Most owner and developers would imagine that the most significant costs of LEED certification are the front-end registration and back-end submittal costs.  Are they correct?  Depends.

www.buildingreen.com | The Cost of LEED

Environmental Building News prepared a primer on the costs of LEED certification for commercial construction.  As noted in the article, LEED certification includes various costs that must be considered separately in order to correctly analyze the total package.  According to EBN, here are the traditional costs explained in more detail:

  1. The fees. Registration and certification fees are roughly 3¢–5¢ per square foot, depending on the size of the project and other factors.
  2. Cost of documentation time and effort. This cost could be for an outside consultant hired just for that task, someone on the staff of the design firm, the contractor, or the owner. This is a big project for someone doing it for the first time and not such a big deal for someone who has done it enough to have figured out the process.
  3. Cost of extra research, design, commissioning, and modeling for compliance. If your baseline is the cost to have a design team create a variant on their last few non-LEED projects, then designing to meet LEED standards will take some extra effort. But these added costs shouldn’t be attributed just to LEED—they are the costs of getting a better building. LEED introduces a few requirements that add costs if they are not already part of the scope of the project. At $0.50–$1 per square foot, commissioning, for example, may seem like a big investment, but it’s cheap compared to the cost of call-backs, fixes, and inefficiencies that are likely if you don’t do it.  If energy models aren’t code-required, then the LEED-specific model represents an added cost that starts at $5,000–$10,000 and goes up, depending on the complexity of the project.
  4. Costs of construction. Including green measures can mean added construction costs such as the following: demand-controlled ventilation adds about $1/cfm to the cost of a standard ventilation system; bike racks will cost about $5 per full-time equivalent (FTE) occupant; occupancy sensors cost about $25 per fixture.
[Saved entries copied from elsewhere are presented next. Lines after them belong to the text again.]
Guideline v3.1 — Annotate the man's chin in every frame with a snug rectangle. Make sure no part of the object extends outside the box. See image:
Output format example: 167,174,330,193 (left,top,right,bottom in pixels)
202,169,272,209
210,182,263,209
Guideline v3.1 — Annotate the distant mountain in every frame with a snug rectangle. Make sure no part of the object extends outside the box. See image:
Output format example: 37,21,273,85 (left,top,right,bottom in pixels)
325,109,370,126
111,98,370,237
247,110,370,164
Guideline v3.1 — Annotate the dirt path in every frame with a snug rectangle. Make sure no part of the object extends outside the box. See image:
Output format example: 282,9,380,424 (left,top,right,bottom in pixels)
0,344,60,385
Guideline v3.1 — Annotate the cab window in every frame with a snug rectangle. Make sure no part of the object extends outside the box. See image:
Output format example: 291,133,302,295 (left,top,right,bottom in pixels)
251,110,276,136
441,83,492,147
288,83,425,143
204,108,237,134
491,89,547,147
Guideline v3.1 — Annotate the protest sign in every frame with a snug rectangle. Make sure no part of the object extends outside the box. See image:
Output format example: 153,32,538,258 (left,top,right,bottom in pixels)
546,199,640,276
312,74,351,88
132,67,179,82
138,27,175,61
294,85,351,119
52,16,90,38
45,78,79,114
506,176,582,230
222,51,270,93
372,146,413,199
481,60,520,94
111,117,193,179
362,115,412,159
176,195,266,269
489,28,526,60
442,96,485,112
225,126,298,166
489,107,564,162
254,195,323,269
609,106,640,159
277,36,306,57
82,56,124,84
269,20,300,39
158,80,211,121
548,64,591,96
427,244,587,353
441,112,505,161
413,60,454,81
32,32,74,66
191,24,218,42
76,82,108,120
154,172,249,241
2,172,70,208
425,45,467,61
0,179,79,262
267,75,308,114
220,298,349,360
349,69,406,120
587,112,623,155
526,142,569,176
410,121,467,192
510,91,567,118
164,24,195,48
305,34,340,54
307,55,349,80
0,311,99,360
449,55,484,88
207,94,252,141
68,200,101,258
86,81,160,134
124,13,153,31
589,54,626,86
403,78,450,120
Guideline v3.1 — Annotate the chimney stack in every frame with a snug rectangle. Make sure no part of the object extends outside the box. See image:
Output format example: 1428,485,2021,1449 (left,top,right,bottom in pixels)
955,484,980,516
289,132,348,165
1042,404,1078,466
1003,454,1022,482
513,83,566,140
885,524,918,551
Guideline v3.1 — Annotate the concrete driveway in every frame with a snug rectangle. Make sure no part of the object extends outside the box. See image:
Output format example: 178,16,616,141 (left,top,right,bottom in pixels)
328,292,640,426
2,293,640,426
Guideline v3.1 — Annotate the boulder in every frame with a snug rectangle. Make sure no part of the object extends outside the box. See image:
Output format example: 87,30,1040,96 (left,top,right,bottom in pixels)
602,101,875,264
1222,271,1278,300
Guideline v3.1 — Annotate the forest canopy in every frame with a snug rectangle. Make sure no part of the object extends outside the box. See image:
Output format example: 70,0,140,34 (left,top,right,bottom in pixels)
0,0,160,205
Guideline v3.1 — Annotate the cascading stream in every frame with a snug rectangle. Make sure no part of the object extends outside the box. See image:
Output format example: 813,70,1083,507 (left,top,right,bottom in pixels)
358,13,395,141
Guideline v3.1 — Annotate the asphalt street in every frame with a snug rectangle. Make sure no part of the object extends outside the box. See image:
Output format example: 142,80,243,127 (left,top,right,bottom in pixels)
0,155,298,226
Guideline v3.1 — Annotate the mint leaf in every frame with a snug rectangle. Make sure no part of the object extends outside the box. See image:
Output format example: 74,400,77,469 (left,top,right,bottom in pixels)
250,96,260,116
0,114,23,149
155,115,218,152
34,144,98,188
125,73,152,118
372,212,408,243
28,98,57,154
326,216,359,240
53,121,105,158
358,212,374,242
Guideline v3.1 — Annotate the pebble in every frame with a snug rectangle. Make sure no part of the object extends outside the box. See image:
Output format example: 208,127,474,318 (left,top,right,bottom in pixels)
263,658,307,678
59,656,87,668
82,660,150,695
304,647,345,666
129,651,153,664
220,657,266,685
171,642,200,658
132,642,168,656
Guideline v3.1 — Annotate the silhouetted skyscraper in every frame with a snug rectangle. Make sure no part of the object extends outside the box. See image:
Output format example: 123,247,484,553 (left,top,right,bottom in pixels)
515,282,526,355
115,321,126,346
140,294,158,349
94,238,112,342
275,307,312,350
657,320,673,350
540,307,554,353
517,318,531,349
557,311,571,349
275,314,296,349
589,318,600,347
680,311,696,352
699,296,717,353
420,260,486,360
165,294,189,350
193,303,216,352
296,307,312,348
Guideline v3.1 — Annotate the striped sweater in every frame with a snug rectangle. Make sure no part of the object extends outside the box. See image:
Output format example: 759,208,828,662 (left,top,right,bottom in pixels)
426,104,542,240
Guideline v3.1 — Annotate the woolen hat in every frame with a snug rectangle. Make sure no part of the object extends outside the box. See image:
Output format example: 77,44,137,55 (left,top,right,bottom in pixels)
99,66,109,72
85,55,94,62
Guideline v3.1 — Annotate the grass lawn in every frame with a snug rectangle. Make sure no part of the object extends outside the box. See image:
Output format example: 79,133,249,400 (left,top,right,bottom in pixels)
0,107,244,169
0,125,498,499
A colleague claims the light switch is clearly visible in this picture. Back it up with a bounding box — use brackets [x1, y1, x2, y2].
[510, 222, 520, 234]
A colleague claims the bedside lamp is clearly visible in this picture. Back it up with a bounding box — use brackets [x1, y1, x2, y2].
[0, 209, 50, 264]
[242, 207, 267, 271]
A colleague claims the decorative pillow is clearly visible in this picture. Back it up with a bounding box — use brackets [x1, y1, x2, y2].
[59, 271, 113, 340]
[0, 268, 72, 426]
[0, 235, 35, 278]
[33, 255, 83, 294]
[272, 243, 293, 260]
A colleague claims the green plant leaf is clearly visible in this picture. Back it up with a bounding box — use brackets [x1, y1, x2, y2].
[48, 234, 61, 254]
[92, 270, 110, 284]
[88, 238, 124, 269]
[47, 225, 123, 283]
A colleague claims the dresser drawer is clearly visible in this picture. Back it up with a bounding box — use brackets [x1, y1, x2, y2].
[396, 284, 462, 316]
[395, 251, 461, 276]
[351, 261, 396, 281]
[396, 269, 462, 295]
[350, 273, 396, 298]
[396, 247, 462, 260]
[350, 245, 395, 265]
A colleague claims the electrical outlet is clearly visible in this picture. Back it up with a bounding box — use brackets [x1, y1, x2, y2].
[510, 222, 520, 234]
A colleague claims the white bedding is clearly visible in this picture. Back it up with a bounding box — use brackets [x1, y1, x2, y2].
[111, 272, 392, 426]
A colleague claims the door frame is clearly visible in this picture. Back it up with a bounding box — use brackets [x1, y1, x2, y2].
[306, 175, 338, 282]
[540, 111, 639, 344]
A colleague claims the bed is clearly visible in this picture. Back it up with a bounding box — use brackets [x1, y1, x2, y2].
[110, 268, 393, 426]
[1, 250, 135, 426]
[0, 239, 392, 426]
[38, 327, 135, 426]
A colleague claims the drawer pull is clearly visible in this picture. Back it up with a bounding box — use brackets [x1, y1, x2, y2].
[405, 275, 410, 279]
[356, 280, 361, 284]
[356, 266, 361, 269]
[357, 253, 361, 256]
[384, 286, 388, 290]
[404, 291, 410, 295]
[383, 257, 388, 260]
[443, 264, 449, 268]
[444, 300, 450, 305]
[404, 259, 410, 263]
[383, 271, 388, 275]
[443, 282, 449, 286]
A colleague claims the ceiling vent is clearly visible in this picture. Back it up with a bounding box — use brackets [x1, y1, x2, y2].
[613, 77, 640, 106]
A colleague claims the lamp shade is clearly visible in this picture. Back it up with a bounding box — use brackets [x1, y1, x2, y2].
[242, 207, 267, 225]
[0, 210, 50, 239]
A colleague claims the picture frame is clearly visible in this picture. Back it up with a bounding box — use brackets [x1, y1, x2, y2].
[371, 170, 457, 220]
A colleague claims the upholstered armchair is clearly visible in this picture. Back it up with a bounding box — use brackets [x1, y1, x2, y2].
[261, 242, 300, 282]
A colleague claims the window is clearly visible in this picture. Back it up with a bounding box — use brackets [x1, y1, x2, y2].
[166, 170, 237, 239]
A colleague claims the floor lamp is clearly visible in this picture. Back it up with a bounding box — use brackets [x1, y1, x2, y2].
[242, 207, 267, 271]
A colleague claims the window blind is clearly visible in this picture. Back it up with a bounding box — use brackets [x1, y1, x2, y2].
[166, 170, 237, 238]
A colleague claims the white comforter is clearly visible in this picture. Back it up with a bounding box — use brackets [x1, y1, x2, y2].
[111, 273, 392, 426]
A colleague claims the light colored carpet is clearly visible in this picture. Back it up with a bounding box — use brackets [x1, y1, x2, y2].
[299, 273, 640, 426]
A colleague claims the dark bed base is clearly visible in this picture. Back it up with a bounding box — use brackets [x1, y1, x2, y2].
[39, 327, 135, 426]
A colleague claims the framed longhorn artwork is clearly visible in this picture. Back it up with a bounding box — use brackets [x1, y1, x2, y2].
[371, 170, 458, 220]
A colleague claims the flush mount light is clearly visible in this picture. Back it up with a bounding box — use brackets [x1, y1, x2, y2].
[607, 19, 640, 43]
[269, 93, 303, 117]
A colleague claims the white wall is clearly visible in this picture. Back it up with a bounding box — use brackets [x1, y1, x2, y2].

What does all this mean?  By looking at the diagram above, you can easily tell that construction costs account for the largest percentage of a green building project.  The real question remains whether the added costs of registration, adminstration, documentation and operation justify the savings (in terms of tax credits, cheaper operation, etc.) will justify those investments.  Check out what Minnesota has to say about the issue.  

So the real answer depends on a cost-benefit analysis.  The construction costs won’t change with non-LEED certified green construction.  If the benefits and incentives are worthwhile (depending on your project type and location), then the LEED certification may be the route to go.